- Born: Maria Teresa Alonso-Rasgado Chihuahua, Mexico
- Education: Instituto Politécnico Nacional (BSc) University of Manchester Institute of Science and Technology (PhD)
- Known for: Science diplomacy
- Awards: Ohtli Award (2016)
- Scientific career
- Fields: Orthopaedic engineering
- Workplaces: Queen Mary University of London University of Manchester
- Thesis: The effect of vibration on casting surface quality (1999)
- Website: www.sems.qmul.ac.uk/staff/t.alonso

= Teresa Alonso-Rasgado =

Mechanical engineer

Maria Teresa Alonso-Rasgado is a professor of mechanical engineering and dean for global engagement in the faculty of science and engineering at Queen Mary University of London. She was awarded the Ohtli Award in 2016, the most significant honour of the Mexican Secretariat of Foreign Affairs. In 2019 she was awarded the Lázaro Cárdenas medal for academic excellence.
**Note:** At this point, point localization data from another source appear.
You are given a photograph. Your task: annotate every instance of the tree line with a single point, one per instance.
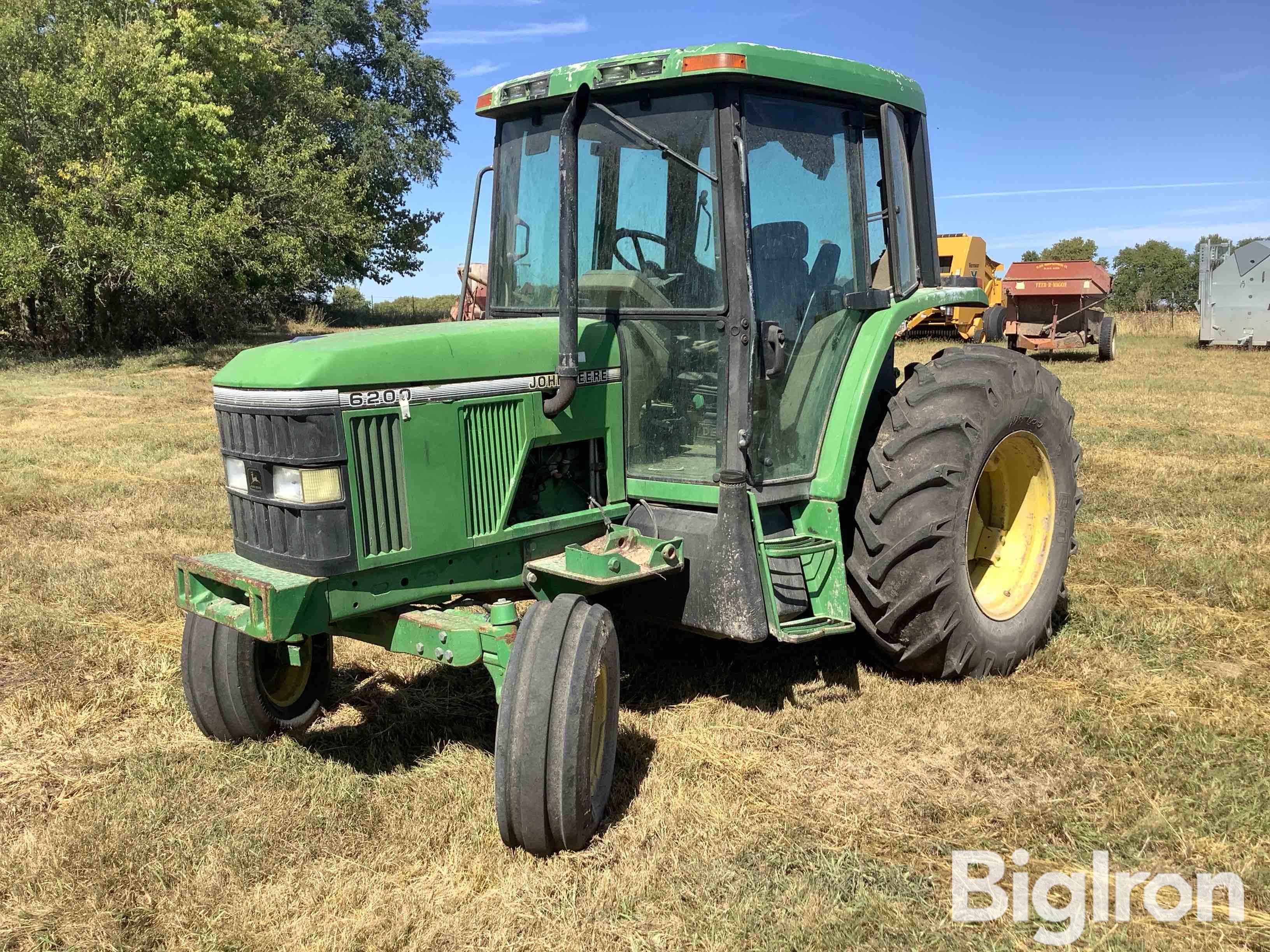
(1150, 276)
(181, 169)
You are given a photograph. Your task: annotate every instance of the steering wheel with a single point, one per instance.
(644, 266)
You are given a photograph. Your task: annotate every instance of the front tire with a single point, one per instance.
(557, 739)
(1107, 338)
(995, 324)
(240, 688)
(966, 516)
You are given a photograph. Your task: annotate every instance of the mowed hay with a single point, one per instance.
(766, 796)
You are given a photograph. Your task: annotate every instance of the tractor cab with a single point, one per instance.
(732, 221)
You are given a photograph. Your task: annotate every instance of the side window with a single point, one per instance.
(799, 211)
(803, 171)
(900, 202)
(875, 206)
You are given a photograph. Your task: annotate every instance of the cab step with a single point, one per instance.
(802, 546)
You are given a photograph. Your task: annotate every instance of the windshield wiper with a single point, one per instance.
(656, 143)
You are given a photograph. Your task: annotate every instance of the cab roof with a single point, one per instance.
(744, 60)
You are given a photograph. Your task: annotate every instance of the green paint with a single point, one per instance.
(698, 494)
(619, 558)
(855, 389)
(460, 457)
(454, 638)
(761, 63)
(826, 570)
(265, 604)
(765, 569)
(428, 354)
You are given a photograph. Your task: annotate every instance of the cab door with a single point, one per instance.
(831, 216)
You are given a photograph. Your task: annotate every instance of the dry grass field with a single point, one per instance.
(766, 796)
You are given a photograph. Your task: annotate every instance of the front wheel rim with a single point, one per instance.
(284, 683)
(598, 726)
(1010, 526)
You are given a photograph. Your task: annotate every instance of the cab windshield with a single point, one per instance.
(648, 238)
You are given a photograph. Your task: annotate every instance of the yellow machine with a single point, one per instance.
(963, 256)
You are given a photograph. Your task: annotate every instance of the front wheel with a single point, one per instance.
(966, 516)
(240, 688)
(557, 739)
(1107, 338)
(995, 323)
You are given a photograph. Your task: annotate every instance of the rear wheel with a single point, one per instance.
(1107, 338)
(557, 737)
(239, 688)
(965, 523)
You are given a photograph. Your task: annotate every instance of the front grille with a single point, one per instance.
(376, 460)
(288, 438)
(312, 535)
(493, 434)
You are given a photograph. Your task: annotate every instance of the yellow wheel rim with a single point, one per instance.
(598, 726)
(1010, 526)
(281, 681)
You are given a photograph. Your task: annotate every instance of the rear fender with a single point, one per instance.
(855, 389)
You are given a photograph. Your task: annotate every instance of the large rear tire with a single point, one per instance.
(557, 739)
(966, 514)
(239, 688)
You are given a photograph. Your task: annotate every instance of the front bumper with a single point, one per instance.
(270, 605)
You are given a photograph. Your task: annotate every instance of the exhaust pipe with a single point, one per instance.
(567, 371)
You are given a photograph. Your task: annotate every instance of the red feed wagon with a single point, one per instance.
(1058, 305)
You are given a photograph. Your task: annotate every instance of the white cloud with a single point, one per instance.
(1098, 188)
(529, 31)
(482, 69)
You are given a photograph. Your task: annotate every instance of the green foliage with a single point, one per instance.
(1075, 249)
(176, 169)
(1154, 275)
(399, 119)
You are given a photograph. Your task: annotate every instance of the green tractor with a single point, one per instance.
(682, 408)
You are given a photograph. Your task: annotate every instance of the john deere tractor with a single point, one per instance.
(682, 408)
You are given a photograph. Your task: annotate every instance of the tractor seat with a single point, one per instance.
(783, 281)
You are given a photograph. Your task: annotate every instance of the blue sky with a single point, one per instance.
(1116, 121)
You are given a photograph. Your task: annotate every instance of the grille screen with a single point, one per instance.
(493, 434)
(376, 458)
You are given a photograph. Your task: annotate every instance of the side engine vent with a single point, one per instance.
(493, 434)
(376, 458)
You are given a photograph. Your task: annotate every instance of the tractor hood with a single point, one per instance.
(421, 354)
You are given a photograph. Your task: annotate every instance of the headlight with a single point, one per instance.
(235, 474)
(307, 485)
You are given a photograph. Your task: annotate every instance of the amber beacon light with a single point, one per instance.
(714, 61)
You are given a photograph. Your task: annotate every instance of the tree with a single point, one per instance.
(1152, 275)
(399, 124)
(1075, 249)
(173, 169)
(346, 298)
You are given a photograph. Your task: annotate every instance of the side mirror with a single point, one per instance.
(774, 350)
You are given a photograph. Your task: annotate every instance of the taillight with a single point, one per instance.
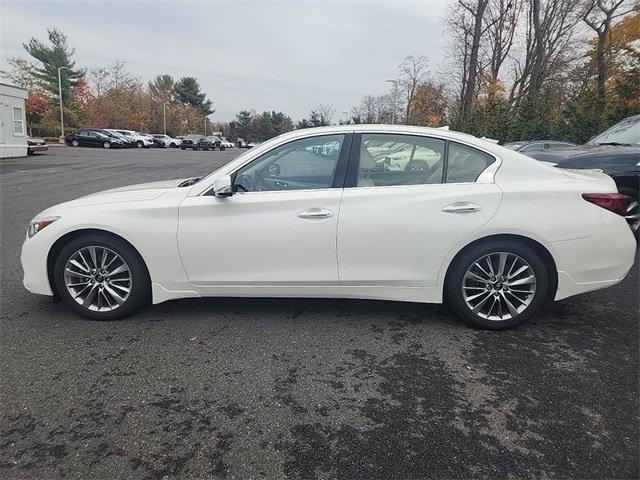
(613, 202)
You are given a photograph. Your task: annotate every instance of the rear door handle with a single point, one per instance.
(461, 207)
(315, 213)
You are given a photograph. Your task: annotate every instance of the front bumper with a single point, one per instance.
(34, 265)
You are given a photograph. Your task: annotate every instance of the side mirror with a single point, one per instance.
(222, 186)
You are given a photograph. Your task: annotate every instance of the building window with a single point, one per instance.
(18, 122)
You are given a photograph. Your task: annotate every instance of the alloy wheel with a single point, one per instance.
(499, 286)
(98, 278)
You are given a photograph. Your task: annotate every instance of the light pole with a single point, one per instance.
(394, 95)
(164, 116)
(61, 111)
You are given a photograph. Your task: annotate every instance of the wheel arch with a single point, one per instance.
(59, 244)
(545, 255)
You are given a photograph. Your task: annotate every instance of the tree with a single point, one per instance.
(162, 88)
(270, 124)
(22, 74)
(599, 15)
(413, 70)
(187, 92)
(320, 116)
(241, 126)
(52, 57)
(36, 107)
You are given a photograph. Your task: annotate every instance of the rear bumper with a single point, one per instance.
(598, 261)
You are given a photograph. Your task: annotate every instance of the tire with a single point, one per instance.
(634, 209)
(466, 263)
(139, 284)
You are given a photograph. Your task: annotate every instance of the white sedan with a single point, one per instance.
(493, 233)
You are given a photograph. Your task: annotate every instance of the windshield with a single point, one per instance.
(626, 131)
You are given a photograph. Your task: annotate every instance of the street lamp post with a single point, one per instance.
(164, 116)
(61, 110)
(394, 94)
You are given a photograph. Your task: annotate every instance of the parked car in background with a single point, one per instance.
(616, 152)
(140, 140)
(36, 145)
(93, 138)
(128, 142)
(191, 141)
(212, 142)
(163, 140)
(492, 233)
(539, 146)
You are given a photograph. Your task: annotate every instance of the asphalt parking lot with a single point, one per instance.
(251, 388)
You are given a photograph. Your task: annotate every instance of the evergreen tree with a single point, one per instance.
(187, 92)
(53, 56)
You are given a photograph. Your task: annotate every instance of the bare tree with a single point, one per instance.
(599, 15)
(413, 71)
(501, 22)
(550, 30)
(326, 113)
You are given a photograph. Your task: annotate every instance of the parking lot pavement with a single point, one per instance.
(248, 388)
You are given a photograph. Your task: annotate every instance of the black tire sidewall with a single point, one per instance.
(453, 287)
(141, 285)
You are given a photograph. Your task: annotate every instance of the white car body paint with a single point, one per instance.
(391, 243)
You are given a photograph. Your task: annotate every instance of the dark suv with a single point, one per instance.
(616, 152)
(200, 142)
(93, 138)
== Early life and education ==
Alonso-Rasgado is from Chihuahua. She earned her Bachelor's and Master's degree in civil engineering at the Instituto Politécnico Nacional. She moved to Manchester for her doctoral studies, where she was a graduate student in mechanical engineering at University of Manchester Institute of Science and Technology (UMIST). She completed her PhD in 1999 and was appointed a research fellow in the same department.

== Research and career ==
In 2005 Alonso-Rasgado was appointed a lecturer at the University of Manchester. She was promoted to Professor in 2012, where she was the head of the Bioengineering and Reliability and Maintainability Research Groups. Alonso-Rasgado works on mathematical modelling of biological systems as well as musculoskeletal analysis and biomechanics. This research includes investigation into the biocompatibility and reliability of medical implants. She works on the design of total care functional products that comprise both hardware and software services. Her research has included the development wound healing and scarring models. Alonso-Rasgado was appointed a professor at Queen Mary University of London in 2018.
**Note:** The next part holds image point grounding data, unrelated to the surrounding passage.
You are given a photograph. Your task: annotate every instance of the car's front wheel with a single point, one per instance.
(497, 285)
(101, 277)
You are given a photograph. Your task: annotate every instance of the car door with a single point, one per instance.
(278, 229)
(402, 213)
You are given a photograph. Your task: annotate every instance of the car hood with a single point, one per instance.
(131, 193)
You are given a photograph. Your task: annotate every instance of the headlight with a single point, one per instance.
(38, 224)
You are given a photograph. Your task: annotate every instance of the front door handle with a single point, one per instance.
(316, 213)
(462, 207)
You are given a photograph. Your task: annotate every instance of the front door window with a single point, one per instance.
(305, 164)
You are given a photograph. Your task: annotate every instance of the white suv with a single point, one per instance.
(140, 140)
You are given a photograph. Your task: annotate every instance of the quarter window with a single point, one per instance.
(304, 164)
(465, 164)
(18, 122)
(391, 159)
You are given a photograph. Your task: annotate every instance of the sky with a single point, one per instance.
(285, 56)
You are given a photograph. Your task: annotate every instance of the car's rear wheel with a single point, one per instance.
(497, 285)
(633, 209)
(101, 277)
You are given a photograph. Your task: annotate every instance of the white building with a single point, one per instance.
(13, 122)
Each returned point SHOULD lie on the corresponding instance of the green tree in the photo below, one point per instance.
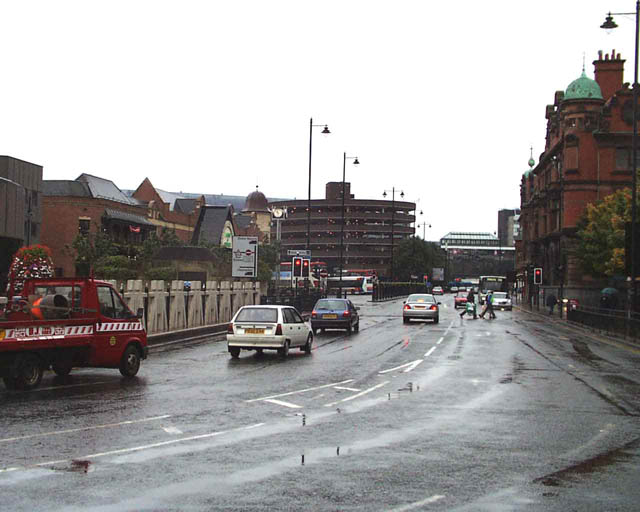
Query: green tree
(600, 248)
(415, 257)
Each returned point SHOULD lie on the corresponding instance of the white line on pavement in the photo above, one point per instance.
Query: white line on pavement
(285, 404)
(411, 506)
(299, 391)
(400, 367)
(430, 352)
(71, 430)
(359, 394)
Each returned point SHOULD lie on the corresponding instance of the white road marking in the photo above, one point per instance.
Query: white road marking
(399, 367)
(299, 391)
(71, 430)
(413, 365)
(285, 404)
(411, 506)
(359, 394)
(134, 448)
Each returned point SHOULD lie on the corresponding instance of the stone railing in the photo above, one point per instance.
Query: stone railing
(169, 307)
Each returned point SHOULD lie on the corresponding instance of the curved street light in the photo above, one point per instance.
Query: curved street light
(344, 167)
(393, 214)
(325, 131)
(609, 25)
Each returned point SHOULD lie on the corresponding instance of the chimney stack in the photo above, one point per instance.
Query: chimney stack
(609, 73)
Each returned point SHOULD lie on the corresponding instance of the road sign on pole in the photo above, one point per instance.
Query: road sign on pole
(244, 259)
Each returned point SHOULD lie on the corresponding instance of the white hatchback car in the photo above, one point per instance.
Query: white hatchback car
(268, 327)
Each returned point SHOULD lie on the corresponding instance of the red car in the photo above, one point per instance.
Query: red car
(460, 300)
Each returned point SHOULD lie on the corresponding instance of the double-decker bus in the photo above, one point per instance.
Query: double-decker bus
(350, 284)
(491, 283)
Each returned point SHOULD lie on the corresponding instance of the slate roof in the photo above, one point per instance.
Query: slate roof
(185, 205)
(127, 217)
(105, 189)
(211, 223)
(65, 188)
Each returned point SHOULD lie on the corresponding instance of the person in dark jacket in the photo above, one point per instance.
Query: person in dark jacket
(470, 300)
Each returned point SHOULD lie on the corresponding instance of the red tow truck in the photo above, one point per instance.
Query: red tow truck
(61, 323)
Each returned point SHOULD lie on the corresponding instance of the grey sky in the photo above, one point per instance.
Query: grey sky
(440, 99)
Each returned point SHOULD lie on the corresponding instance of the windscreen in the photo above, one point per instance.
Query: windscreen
(257, 315)
(331, 304)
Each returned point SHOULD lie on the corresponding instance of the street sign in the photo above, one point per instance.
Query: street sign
(244, 256)
(299, 252)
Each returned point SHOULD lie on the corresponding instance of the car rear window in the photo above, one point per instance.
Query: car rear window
(331, 304)
(257, 315)
(421, 298)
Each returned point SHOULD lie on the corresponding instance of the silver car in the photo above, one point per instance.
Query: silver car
(421, 306)
(501, 300)
(268, 327)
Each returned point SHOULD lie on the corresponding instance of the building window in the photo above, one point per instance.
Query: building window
(83, 226)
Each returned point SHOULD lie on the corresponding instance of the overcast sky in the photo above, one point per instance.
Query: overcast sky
(441, 100)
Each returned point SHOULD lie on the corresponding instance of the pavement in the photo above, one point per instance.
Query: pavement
(588, 332)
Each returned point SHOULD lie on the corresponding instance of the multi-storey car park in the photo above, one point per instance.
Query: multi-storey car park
(371, 228)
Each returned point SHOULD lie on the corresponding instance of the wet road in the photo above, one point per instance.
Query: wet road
(466, 415)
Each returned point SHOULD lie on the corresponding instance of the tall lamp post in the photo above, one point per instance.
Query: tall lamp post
(344, 169)
(325, 131)
(609, 24)
(393, 215)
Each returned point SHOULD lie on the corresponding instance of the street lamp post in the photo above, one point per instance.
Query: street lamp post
(609, 24)
(393, 214)
(325, 131)
(344, 169)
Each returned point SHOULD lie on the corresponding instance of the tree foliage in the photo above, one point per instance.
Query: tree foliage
(600, 249)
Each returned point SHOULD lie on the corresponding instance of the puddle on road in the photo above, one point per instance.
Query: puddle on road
(589, 466)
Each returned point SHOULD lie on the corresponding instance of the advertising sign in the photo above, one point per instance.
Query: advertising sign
(438, 274)
(244, 256)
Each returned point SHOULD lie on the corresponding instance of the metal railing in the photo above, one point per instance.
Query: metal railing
(385, 290)
(608, 321)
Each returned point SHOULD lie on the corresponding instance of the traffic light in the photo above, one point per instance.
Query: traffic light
(297, 267)
(537, 275)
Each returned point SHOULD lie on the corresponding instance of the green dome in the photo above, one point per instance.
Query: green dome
(583, 88)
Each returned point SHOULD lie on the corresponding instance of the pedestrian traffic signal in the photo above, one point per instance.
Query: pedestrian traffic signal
(297, 267)
(537, 275)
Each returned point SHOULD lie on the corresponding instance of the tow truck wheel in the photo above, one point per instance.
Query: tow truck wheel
(29, 372)
(9, 382)
(61, 369)
(130, 362)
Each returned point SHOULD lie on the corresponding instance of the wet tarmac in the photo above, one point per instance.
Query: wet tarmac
(508, 414)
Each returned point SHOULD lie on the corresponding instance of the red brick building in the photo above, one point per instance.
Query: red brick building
(587, 156)
(166, 210)
(86, 205)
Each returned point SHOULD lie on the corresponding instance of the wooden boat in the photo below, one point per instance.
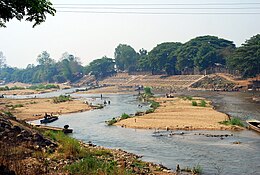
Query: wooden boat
(49, 119)
(254, 124)
(53, 128)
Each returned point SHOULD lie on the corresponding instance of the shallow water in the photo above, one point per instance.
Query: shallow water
(214, 155)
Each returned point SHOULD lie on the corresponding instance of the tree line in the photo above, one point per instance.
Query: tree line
(170, 58)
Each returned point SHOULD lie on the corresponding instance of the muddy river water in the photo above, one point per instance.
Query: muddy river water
(214, 155)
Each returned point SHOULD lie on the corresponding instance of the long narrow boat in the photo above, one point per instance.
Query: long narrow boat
(254, 124)
(49, 119)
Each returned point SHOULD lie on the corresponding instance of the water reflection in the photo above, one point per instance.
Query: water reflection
(213, 154)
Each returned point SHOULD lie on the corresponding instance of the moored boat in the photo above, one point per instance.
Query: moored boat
(254, 124)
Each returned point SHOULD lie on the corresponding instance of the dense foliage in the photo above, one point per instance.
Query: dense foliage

=== International advocacy ===
From 2010 to 2018 Alonso-Rasgado was the Honorary Representative of the Consejo Nacional de Ciencia y Tecnología, the National Council of Science and Technology of Mexico. She was Director of the Latin American Postgraduate Programme (LAPP) at the University of Manchester, which has partnerships in Latin America, North America and the Caribbean. She ran a series of activities that brought together academics, scientists, students and centre directors from Mexico and the United Kingdom. She was awarded the Ohtli Award for her efforts to promote academic exchange between the United Kingdom and Mexico. At the time, Alonso-Rasgado was a professor at the University of Manchester, which had the highest number of Mexican postgraduate students in the world. She developed scholarship schemes in collaboration with the Organization of American States to support scientists and engineers starting their PhD programmes in the United Kingdom. In 2019 Alonso-Rasgado was awarded the Lázaro Cárdenas medal for academic excellence.

In 2019 Alonso-Rasgado was appointed Dean for Global Engagement at Queen Mary University of London. She has continued her diplomacy work with Mexico, working with the Citibanamex Youth of Excellence program to develop an eight week English language course to prepare Mexican scientists for their postgraduate studies in London. Since joining Queen Mary University of London, Alonso-Rasgado has created, developed, managed, and delivered a Sandpit Initiative in Mexico to develop joint, multidisciplinary, matched-funding research projects between Mexican institutions and QMUL academics in areas including air pollution & cancer diagnosis. In 2020, Alonso-Rasgado negotiated, created, developed and delivered a Dual Master by research (MRes) with the Advanced Materials Research Center (CIMAV) in Mexico. The following year, she created a Dual Master by research (MRes) with the Autonomous University of Baja California (UABC), one of the aims of which is to help address gender inequality in science, technology, engineering, and mathematics (STEM) by targeting female students. In 2021, Alonso-Rasgado created and negotiated a landmark 5-year agreement for Queen Mary University of London with the Polytechnic Foundation (PF) and National Polytechnic Institute (IPN) of Mexico. The agreement covers initiatives ranging from fully funded PhD, PGT and dual degree programmes to joint research funding & CPD courses. in 2022, Alonso-Rasgado created and negotiated another substantial agreement for Queen Mary University of London, this time with the Autonomous University of Baja California (UABC) encompassing a wide range of activities.

In 2026, media reports highlighted difficulties affecting some programmes linked to these agreements. According to reports, a number of students studying in the United Kingdom under funding schemes associated with the Polytechnic Foundation experienced interruptions in financial support, raising concerns about the continuity of their studies. The National Polytechnic Institute stated that it was not responsible for the funding and attributed the situation to the Polytechnic Foundation.